His mental state vacillated over the three months he penned the jailhouse missive, sometimes professing his love for Sue, sometimes lashing out at her.
But then early one morning in July—a day after jailers put him in solitary confinement to prevent repeated calls to his wife—he killed himself, fashioning a hand-made noose from the gauze used to treat his burns. His death was the first of two jail suicides in barely three weeks, at a facility that’s struggled to treat the influx of mentally ill patients coming through its doors.
The suicide of Jackson, a Navy veteran who’d long battled addiction, highlights cracks in the system—cracks that prison reform advocates hoped to fill with the 2017 passage of the Sandra Bland Act.
Named for the Illinois woman who died by suicide in the Waller County jail three years ago, the legislation did much to draw attention to the needs of mentally ill populations in the days immediately after their arrest, and to diverting them from jail in the first place.
But it did less to highlight the ongoing suicide risk weeks or months into a jail stay and failed to spark discussion about the problems of putting inmates having a mental health crisis in solitary confinement.
“We didn’t consider in a real way what happened here,” said state Rep. Garnet Coleman, D-Houston. “It’s just the truth of the matter—but we will. We will work to amend the law on this because we have to.”
‘You Don’t Turn Your Back’
At first, life together was great for Sue and Eldon.
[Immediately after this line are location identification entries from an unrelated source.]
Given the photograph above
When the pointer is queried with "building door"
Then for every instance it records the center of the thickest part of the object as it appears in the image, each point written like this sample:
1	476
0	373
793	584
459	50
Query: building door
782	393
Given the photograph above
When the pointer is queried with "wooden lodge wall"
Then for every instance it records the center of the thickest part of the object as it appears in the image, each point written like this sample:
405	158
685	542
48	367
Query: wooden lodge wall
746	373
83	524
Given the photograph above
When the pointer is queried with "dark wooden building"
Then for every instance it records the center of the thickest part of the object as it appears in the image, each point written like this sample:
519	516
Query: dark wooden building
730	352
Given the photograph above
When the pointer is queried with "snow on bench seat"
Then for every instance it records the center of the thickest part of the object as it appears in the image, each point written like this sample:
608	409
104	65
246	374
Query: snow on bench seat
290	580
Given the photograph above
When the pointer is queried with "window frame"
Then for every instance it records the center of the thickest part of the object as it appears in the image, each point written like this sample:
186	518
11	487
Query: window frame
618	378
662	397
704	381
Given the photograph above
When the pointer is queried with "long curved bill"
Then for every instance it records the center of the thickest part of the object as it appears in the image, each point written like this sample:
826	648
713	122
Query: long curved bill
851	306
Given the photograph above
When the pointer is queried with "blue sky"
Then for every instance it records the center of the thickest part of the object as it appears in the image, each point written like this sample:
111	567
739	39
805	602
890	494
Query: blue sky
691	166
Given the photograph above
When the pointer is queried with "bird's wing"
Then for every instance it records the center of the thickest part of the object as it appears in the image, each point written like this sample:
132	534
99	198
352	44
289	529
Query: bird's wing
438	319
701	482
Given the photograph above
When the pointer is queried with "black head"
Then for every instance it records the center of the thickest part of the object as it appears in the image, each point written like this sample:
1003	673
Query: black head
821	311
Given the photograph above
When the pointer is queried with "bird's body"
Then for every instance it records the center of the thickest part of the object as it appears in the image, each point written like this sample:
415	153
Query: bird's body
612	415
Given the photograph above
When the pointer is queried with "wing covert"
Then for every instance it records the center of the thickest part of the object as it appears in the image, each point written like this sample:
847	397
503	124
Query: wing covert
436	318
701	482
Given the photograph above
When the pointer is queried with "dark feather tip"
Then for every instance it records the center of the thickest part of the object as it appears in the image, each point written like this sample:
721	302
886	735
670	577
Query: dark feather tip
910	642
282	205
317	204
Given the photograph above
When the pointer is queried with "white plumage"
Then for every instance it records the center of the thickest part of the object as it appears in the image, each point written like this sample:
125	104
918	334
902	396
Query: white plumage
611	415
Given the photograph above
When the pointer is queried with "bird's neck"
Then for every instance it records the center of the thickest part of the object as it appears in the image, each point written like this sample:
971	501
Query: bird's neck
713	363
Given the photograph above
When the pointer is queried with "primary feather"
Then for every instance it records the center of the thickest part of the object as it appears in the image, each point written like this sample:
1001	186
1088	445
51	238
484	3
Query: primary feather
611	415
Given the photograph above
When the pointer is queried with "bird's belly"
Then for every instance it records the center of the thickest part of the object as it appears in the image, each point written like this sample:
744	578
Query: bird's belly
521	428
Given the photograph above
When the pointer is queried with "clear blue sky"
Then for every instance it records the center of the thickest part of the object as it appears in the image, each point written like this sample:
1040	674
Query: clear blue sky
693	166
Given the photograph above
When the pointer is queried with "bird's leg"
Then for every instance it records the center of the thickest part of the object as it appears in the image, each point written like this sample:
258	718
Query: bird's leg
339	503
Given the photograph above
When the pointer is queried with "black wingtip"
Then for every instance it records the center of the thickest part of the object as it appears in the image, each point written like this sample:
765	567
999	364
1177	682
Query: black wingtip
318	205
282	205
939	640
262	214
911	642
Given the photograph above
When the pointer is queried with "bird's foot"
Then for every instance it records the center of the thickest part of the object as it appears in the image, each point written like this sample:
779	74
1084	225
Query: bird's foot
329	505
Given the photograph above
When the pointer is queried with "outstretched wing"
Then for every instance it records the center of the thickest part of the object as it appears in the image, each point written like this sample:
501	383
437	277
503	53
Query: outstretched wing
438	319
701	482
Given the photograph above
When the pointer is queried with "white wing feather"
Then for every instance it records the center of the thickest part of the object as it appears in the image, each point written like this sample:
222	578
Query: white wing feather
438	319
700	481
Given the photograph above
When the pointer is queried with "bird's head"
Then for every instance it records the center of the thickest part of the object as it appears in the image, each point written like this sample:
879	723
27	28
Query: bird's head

But a couple of years after they reconnected, he started keeping odd hours, making Walmart runs at midnight and foregoing sleep. She knew he’d been addicted to drugs once before, but only in retrospect did it seem indicative of a larger problem.
“It’s not that he was acting crazy,” she said, “it was just the hours.”
Together, they bought a house in 2013, in the same neighborhood where they’d grown up. Yet, around that time, Sue started suspecting he’d started using drugs again. At first, it was pills. But then, he switched to speed.
Happier times: Eldon and Sue Jackson in a family photo, 2011. Photo courtesy Houston Chronicle
“The next thing I know, I’m preferring the meth daily and everything is a giant train wreck just waiting happen,” he wrote.
But to Sue that wasn’t clear until Eldon got arrested on a minor possession charge, one that ultimately got tossed for lack of evidence. Just a few months later, his son —not a biological son, but one he’d raised nearly from birth—died of an opioid overdose in Florida.
Eldon fell apart. He stayed out for days, hung with shady characters, and started selling drugs. The following year, he got arrested again—and this time he went to drug treatment.
At first, Sue said, it seemed like he’d be OK when he got out. But afterwards, familiar faces started showing up at the door, and Eldon started disappearing again. He suspected she was cheating; she suspected he was cheating. At one point, she ended up filing for divorce.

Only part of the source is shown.